Sinclair repudiates the Soviets
The eleventh and final book in Upton Sinclair’s Lanny Budd series, The Return of Lanny Budd, was published in 1953. Originally Sinclair had only planned to do ten Budd novels, concluding with the end of World War II, but he felt he had to bring the hero back to address the Cold War. This novel covers the years 1946 to 1949, with Lanny frequently traveling back and forth between the United States and Berlin. Written at a time of the expansion of Soviet totalitarianism and an escalation of anti-communist alarm in America, The Return of Lanny Budd feels like Sinclair’s apology for being too kind to Joseph Stalin in previous novels.

In the tenth installment, O Shepherd, Speak!, Lanny retired from spy work to produce a liberal radio show.
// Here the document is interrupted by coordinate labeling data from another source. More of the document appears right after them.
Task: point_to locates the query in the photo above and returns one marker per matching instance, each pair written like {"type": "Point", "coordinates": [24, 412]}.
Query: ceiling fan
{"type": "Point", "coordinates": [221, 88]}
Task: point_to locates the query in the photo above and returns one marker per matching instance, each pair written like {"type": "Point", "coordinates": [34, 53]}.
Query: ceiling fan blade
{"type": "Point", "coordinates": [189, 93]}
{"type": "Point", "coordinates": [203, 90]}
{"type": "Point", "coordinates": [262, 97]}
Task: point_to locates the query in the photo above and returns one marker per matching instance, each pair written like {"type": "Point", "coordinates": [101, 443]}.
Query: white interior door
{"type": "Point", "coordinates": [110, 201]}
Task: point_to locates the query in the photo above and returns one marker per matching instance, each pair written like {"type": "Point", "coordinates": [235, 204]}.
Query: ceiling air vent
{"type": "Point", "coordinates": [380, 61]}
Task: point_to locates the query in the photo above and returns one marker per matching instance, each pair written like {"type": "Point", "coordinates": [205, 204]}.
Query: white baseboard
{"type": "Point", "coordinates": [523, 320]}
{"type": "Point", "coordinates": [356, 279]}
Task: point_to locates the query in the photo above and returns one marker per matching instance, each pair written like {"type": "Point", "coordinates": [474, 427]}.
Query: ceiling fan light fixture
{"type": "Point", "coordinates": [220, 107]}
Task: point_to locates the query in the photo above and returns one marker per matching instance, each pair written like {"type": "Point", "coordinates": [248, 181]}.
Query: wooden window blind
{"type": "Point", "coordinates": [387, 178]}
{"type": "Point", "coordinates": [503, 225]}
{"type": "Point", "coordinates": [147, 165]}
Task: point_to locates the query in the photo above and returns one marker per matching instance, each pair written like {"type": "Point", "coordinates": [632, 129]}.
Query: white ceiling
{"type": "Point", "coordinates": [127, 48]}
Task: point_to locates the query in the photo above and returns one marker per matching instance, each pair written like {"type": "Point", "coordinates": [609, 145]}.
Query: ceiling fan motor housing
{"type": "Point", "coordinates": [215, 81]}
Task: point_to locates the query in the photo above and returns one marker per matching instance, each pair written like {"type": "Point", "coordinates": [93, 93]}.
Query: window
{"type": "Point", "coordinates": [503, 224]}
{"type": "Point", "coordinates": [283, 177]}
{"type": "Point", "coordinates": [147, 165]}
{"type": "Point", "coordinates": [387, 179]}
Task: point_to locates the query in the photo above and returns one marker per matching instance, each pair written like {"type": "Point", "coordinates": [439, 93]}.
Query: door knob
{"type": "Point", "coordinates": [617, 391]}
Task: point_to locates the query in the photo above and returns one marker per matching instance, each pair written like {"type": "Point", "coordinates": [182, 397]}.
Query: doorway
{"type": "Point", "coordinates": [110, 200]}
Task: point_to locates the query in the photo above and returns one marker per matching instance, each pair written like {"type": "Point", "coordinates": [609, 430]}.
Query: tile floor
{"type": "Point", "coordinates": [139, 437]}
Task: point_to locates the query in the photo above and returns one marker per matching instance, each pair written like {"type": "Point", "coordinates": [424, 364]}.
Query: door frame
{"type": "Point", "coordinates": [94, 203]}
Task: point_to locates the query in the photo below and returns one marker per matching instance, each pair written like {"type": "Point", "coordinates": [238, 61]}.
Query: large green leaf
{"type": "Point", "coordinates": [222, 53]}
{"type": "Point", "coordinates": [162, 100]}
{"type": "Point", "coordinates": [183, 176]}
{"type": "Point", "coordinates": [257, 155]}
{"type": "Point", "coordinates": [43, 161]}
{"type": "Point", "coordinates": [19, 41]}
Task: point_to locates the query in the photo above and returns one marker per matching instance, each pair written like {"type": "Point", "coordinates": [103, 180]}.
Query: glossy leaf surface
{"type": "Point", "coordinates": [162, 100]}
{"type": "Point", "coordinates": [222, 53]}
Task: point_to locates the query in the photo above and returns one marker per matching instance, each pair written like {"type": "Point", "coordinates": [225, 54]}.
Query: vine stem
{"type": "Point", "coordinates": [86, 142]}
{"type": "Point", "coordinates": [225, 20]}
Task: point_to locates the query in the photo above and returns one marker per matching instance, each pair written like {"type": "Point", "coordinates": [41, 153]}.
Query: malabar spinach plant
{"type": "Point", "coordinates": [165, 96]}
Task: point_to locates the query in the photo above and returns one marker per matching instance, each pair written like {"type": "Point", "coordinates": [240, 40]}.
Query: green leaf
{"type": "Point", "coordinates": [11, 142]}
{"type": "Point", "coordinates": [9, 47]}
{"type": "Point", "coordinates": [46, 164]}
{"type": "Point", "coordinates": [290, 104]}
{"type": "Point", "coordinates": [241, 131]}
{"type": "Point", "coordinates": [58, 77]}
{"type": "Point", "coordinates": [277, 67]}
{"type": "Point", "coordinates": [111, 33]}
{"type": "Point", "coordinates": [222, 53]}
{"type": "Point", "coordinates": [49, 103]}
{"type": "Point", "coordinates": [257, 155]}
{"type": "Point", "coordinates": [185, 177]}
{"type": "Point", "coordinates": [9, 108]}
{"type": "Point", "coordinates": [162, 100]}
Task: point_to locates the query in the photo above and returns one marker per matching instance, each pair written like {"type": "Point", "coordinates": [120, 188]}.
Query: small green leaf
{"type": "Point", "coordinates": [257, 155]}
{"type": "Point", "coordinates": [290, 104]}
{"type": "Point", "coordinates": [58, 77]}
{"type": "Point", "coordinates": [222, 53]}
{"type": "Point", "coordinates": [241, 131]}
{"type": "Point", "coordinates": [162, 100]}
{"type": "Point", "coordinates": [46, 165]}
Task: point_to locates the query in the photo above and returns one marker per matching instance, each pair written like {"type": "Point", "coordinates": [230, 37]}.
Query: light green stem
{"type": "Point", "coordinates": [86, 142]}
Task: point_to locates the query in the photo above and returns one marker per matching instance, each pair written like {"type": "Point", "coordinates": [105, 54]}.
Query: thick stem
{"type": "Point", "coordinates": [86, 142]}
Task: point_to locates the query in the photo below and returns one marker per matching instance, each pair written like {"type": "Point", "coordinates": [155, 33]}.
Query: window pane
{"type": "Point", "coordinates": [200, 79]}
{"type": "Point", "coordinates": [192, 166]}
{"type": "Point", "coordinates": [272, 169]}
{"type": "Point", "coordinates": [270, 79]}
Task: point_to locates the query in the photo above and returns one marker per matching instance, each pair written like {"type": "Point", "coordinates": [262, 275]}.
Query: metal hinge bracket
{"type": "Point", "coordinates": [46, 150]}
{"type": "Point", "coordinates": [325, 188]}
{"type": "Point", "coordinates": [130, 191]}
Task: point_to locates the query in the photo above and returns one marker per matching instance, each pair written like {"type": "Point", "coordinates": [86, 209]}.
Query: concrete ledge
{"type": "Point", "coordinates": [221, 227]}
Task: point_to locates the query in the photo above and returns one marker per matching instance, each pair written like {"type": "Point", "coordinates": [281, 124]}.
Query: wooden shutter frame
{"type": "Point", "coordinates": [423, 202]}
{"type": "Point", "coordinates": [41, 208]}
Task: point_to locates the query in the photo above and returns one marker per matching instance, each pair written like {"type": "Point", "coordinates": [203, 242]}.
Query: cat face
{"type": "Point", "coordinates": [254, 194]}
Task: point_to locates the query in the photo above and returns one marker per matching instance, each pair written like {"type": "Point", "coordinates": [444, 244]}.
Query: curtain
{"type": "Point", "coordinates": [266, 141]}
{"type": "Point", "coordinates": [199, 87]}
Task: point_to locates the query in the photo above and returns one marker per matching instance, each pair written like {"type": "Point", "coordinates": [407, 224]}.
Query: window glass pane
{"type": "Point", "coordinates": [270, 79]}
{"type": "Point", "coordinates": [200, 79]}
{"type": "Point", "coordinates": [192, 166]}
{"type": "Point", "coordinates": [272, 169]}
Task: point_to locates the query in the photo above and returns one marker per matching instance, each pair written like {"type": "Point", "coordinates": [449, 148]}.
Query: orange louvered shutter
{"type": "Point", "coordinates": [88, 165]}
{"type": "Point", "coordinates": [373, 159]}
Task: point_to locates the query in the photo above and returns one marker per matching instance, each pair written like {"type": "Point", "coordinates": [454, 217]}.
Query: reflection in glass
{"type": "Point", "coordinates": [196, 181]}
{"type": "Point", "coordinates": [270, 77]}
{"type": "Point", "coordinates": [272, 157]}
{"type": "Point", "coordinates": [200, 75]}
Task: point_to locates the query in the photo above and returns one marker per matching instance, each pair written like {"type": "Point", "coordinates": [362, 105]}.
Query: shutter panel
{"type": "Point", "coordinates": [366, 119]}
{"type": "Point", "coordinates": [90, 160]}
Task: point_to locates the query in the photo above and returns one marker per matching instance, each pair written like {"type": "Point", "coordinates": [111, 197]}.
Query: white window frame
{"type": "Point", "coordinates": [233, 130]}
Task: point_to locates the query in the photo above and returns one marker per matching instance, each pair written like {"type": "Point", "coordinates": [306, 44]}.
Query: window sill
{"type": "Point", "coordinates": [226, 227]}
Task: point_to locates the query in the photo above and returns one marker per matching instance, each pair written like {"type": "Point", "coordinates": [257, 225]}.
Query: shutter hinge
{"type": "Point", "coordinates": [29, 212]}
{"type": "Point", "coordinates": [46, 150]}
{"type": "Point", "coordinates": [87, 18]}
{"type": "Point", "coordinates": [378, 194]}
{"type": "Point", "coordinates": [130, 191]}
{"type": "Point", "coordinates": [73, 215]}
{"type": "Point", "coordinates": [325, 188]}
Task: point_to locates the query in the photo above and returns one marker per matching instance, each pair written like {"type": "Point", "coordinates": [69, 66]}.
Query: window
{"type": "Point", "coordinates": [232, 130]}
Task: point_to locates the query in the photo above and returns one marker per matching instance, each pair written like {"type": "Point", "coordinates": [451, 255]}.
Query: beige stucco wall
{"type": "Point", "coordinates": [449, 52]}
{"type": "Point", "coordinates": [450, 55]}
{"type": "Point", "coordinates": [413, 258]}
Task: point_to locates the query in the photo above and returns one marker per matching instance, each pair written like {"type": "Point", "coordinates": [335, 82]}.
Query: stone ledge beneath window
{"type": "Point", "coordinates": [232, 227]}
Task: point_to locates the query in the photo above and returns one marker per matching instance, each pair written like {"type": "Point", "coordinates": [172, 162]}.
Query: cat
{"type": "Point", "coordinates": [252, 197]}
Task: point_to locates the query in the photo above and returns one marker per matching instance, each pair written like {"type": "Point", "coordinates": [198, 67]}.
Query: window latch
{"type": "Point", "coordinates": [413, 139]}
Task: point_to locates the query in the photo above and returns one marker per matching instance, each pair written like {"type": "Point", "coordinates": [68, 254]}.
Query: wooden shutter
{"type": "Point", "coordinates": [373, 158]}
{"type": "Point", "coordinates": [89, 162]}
Now he is called back into action by President Truman. A ring of neo-Nazis or communists or both is flooding Europe with counterfeit British pounds and American dollars, thus threatening economic havoc. Because of his European connections, Lanny is sent to Germany to investigate. Following World War II, Berlin has been subdivided by the U.S., France, Britain, and Russia, but the Wall has not yet been built. Spies, dissidents, and refugees fluidly move back and forth between East and West, creating a dangerous atmosphere where abductions and executions can occur anywhere at any time. While at first the book focuses on postwar Nazis, the enemy quickly switches to the Soviet Union, and the book becomes an extended piece of anticommunist propaganda


One of the commendable aspects of the book is that Lanny finally encounters some of the dangers inherent in being a spy, dangers he has for the most part unrealistically avoided over the course of the series. Even so, he still gets off relatively easy. He proves far luckier than most political prisoners, and even his torturers are surprisingly tolerant and reasonable. In his verve to quash communism wherever it rears its ugly head, Lanny displays uncharacteristically nonheroic behavior with his surprisingly callous attitude towards informing on friends and family members.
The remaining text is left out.